Secondly, there isn't a chip out yet (though there *could* be real soon now). Frankly, we're all kind of waiting for the guinea-pig car that Technosquare is supposed to tune on. 

Finally, assuming that the chip is out and putting out about 15hp, and also assuming that you have a 5 spd, you still won't be able to get that high with those mods. Maybe with headers on top of that..


----------



## war1lock (Sep 18, 2003)

*Nissan 3.5*

I have an automatic


----------



## war1lock (Sep 18, 2003)

What about stuff like this??

http://www.spiralmax.com/


----------



## eleuthardt (Dec 12, 2002)

Looks like a tornado...... $70 Super Charger just ain't gonna work.
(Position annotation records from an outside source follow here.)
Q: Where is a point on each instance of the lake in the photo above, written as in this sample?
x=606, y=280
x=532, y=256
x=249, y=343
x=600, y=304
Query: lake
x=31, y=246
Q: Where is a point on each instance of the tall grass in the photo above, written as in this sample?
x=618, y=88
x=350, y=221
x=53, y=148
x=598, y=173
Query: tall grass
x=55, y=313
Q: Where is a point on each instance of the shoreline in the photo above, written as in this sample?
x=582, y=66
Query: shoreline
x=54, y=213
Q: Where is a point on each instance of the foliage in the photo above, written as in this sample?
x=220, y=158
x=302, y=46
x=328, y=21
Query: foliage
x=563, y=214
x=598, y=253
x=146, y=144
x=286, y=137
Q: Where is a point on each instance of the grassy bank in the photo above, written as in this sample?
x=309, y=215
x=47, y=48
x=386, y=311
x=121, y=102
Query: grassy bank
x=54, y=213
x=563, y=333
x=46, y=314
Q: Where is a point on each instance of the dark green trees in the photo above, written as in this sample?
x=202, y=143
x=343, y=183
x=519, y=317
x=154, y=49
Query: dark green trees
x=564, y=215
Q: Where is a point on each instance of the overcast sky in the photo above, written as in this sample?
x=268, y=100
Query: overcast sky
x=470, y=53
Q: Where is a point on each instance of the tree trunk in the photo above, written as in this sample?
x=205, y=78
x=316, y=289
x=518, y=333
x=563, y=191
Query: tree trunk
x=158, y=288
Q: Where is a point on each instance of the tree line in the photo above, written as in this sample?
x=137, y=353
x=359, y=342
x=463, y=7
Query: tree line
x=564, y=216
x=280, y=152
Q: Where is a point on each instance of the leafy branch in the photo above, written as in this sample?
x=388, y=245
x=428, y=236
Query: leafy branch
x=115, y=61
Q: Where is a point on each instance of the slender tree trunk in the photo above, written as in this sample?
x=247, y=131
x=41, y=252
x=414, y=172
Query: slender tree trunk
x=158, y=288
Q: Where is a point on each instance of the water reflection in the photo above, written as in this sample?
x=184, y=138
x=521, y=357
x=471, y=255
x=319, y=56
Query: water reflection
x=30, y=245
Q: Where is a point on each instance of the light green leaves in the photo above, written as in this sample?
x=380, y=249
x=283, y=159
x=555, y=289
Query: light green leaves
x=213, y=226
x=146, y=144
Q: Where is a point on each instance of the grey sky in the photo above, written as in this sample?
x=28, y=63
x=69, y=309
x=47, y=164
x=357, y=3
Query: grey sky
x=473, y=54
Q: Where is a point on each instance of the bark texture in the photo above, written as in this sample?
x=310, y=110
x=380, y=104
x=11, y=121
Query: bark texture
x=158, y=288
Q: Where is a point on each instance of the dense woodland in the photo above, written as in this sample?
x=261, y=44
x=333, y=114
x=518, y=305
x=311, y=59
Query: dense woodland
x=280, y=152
More like several thousand.


----------



## war1lock (Sep 18, 2003)

*Nissan 3.5*

OK... break it down for me and tell me the goodies I need in order to be in the game.


----------



## Ruben (Oct 15, 2002)

The best non-invasive mods are:

Cold Air Intake
Underdrive Pulley
Timing Advance
Cat-Back Exhaust
Either a Stillen Race Pipe, or Headers (by Stillen or hotshot)
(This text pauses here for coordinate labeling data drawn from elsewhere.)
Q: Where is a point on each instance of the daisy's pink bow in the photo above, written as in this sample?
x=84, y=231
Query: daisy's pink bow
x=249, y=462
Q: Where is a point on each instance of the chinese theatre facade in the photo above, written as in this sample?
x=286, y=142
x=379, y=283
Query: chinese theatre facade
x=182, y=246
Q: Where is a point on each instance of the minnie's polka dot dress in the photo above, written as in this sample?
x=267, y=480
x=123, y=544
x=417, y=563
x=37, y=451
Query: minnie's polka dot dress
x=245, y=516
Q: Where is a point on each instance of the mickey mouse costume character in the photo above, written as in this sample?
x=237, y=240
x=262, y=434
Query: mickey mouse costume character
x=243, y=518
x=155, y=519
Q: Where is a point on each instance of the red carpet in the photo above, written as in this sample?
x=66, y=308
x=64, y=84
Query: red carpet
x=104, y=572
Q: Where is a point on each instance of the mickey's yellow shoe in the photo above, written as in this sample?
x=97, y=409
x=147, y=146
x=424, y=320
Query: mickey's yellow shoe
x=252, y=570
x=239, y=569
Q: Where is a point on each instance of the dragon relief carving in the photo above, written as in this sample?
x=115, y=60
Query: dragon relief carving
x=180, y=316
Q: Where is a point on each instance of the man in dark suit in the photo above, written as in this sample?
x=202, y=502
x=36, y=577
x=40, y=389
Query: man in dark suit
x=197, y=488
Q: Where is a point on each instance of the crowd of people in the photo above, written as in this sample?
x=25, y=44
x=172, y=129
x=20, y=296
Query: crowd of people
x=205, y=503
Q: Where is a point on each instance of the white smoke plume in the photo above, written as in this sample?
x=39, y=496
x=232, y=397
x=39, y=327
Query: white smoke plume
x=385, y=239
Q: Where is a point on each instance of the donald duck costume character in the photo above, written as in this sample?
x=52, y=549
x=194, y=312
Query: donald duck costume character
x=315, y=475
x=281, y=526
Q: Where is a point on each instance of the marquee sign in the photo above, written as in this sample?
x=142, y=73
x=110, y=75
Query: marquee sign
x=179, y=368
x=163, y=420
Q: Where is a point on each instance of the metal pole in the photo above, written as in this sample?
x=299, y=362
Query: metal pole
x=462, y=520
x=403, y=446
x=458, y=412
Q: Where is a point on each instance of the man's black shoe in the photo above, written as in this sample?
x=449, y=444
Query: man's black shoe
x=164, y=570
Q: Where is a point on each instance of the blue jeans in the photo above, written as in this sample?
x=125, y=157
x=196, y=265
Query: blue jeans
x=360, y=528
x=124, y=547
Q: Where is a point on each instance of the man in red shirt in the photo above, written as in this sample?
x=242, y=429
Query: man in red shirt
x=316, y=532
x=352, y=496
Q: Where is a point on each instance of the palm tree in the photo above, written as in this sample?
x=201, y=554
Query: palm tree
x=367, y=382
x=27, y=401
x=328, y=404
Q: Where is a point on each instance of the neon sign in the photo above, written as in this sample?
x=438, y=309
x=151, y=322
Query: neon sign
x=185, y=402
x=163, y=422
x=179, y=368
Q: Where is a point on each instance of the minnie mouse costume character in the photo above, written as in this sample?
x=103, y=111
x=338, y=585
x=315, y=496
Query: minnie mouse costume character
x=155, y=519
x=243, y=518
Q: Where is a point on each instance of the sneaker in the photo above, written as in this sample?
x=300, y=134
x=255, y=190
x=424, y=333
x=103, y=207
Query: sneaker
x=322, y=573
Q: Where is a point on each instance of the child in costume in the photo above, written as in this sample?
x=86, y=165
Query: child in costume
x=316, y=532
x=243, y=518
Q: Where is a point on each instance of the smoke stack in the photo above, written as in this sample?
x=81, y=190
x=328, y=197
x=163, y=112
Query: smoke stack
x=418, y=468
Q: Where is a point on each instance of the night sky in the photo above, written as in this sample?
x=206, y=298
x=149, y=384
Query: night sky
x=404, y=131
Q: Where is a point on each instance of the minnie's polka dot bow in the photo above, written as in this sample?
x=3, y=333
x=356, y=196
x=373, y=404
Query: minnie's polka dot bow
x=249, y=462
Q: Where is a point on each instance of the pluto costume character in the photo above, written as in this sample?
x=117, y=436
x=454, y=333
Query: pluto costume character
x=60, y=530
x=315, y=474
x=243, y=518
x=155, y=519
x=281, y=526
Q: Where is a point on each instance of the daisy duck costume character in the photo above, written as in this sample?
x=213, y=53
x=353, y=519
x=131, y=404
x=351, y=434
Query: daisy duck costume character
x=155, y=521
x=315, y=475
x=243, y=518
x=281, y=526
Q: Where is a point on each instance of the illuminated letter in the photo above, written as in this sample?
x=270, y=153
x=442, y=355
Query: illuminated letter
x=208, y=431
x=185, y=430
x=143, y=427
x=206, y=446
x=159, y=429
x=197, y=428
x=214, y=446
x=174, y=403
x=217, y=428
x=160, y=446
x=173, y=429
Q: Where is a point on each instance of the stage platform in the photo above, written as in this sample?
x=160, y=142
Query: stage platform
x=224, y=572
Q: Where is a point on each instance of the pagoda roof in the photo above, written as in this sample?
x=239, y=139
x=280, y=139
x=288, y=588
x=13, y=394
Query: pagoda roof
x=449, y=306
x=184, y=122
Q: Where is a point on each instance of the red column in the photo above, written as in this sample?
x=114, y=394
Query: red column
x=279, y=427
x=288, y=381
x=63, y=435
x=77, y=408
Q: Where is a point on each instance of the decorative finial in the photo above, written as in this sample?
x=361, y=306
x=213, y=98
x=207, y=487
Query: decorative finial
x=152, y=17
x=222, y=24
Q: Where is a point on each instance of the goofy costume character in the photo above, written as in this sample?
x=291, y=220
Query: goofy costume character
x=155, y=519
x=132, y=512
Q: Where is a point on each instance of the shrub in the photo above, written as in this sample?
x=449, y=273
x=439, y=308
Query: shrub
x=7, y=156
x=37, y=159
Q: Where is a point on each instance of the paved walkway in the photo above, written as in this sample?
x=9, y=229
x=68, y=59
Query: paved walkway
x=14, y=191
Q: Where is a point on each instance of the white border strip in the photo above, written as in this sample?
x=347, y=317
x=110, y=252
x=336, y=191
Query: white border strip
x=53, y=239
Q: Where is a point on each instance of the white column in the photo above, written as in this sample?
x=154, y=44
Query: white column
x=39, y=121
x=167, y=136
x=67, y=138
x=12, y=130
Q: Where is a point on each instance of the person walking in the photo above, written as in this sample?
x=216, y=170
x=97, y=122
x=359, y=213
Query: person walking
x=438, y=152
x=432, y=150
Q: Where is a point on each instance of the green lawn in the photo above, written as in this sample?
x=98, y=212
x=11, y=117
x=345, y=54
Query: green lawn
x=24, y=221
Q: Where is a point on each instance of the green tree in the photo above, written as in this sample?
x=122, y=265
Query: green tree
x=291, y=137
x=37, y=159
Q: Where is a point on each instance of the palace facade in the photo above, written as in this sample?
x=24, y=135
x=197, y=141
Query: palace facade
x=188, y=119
With an Automatic, you can also do the vavle body modification, raising the line pressure of your tranny and giving you faster/harder shifts.

All that would yield a 14.3-14.6 second quarter mile, and about 220-230 HP to the wheels.


----------



## 3-fity (Nov 1, 2002)

AAAH the power of manual transmission. Warlock, this car is DEFINENTLY worth modding. The only downside is people won't under estimate you left and right. I just have intake and exhaust and I am keeping with 350'z and pre-LT1 Z28s.


----------



## war1lock (Sep 18, 2003)

So what am I lookin at cost wise.. and where in the San Francisco Bay Area can I find someone to do the work cheap?


----------



## Ruben (Oct 15, 2002)

costs...

intake $230
pulley $190
Race pipe $320
Mufflers $350
timing advance $0 (call local nissan service guy and beg)
valve body $400+


----------



## Ruben (Oct 15, 2002)

You can also lower the car, and get a rear sway bar.


----------



## war1lock (Sep 18, 2003)

So I am putting 19's on the car with 
235/235/19 any problems here? do I need to lower the car? or is this just for a low profile look.

By the way thanks to all of youz for your help and advice.


----------



## ALTYHOLIC (Oct 19, 2002)

war1lock said:


> *So I am putting 19's on the car with
> 235/235/19 any problems here? do I need to lower the car? or is this just for a low profile look.
> 
> By the way thanks to all of youz for your help and advice. *


I have 19's and I think they look the best 
on the third gens. I'm rolling on 245/35's
which is a pretty low profile tire but keeps 
the speedo in check with the original specs.

Here's mine with Eibach Sportlines:


----------



## war1lock (Sep 18, 2003)

*Altima 3.5*

So with 235/235/19 will I need to lower?


----------



## dmonger (Aug 27, 2003)

You never "need" to lower a car. But the altima is infamous for it's wheel gap. But check http://www.aouthwestautoworks.com for stuff you need.


----------



## ALTYHOLIC (Oct 19, 2002)

*Stuff you need....*

or, www.adventon.com 
www.tirerack.com
and even Ebay...


----------



## serb41 (Jun 11, 2003)

*Lowering the car*

What exactly would i need for lowering my alty? I keep seeing eibach lowering kits and stuff but what does that kit come with? Just spring? And how much?


----------